Dimainkannya Tuanzebe sebenarnya tidak membuat United kembali bermain menjadi 3-4-3 seperti di awal. Meski singkat, namun mantan pemain pinjaman Aston Villa ini beberapa kali berada di dekat Fred. Tuan rumah yang (pasti) menekan demi menyamakan kedudukan menjadi alasan logis mengapa Solskjaer butuh perlindungan di lini belakang dan lini tengah timnya mengingat Tuanzebe bisa bermain sebagai gelandang.

Apes bagi Setan Merah karena di akhir laga mereka harus kebobolan melalui Oliver McBurnie yang merupakan pemain pengganti dari Lys Moussett sehingga membuat kedua kesebelasan harus puas hanya dengan satu poin.
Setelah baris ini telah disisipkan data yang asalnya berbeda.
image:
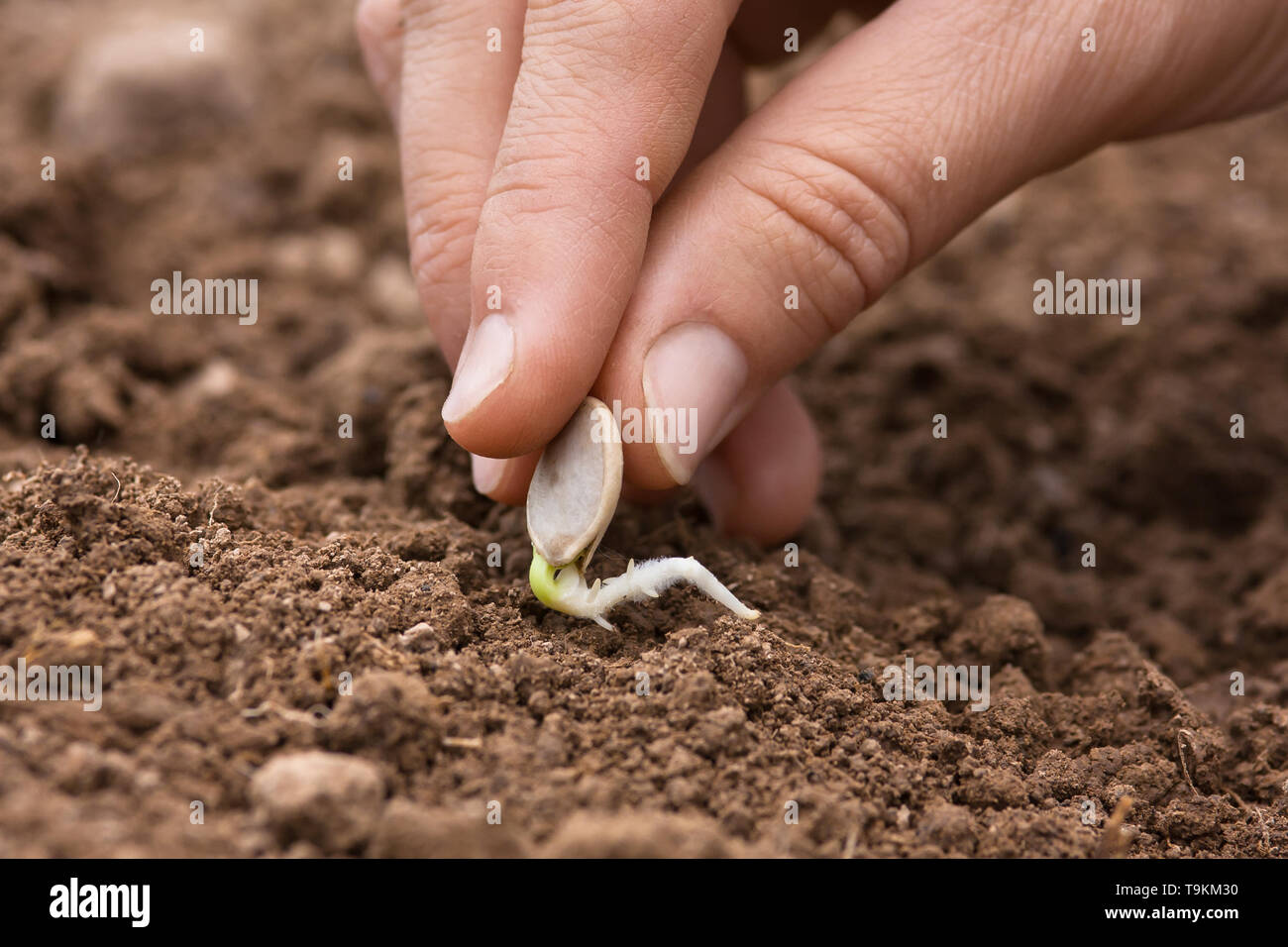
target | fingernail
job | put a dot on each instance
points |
(692, 379)
(716, 489)
(485, 363)
(487, 474)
Hal ini kemudian yang membuat Tuanzebe disalahkan.

Penyesalan Solskjaer

Hasil imbang ini menjadi hasil yang cukup layak untuk kedua kesebelasan. Kedua kesebelasan menunjukkan keunggulan dan kekurangannya masing-masing. Kedua manajer sama-sama menampilkan taktik yang menarik untuk disaksikan. Perang yang kemudian diakhiri senyuman pada akhir laga.

Bagi Sheffield, hasil ini meneruskan tradisi mereka yang sukses mempersulit tim-tim top six musim lalu dan membuat mereka tetap bertahan di posisi enam besar klasemen sementara. Sebaliknya bagi United, hasil ini meneruskan performa inkonsisten mereka di liga. Kini mereka sudah terpisah jarak sembilan poin dari Chelsea dan sudah dilewati Wolverhampton yang sebelumnya sempat berada di bawah mereka.
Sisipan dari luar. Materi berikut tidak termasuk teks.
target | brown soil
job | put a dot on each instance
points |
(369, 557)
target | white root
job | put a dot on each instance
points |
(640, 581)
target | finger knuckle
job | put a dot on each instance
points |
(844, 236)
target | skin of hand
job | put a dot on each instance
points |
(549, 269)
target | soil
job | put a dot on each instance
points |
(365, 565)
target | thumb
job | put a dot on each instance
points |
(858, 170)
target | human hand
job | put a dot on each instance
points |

Selepas laga, Solskjaer mengungkapkan kekecewaannya dan menyebut kalau mereka layak menang pada pertandingan ini. Sebuah ucapan yang tidak salah mengingat mereka sempat unggul 3-2. Namun di sisi lain, Solskjaer mungkin juga menyesal karena kegagalan meraih kemenangan ini juga disebabkan dengan kesalahan dia yang berani melakukan eksperimen terutama ketika ia memainkan Phil Jones.

“Emosi yang campur aduk. Anda tidak bisa bahagia karena kami belum bisa tampil baik di keseluruhan pertandingan, tetapi cara mereka membalikkan keadaan menunjukkan kemampuan kami. Kami harusnya memenangi pertandingan seperti ini,” tuturnya.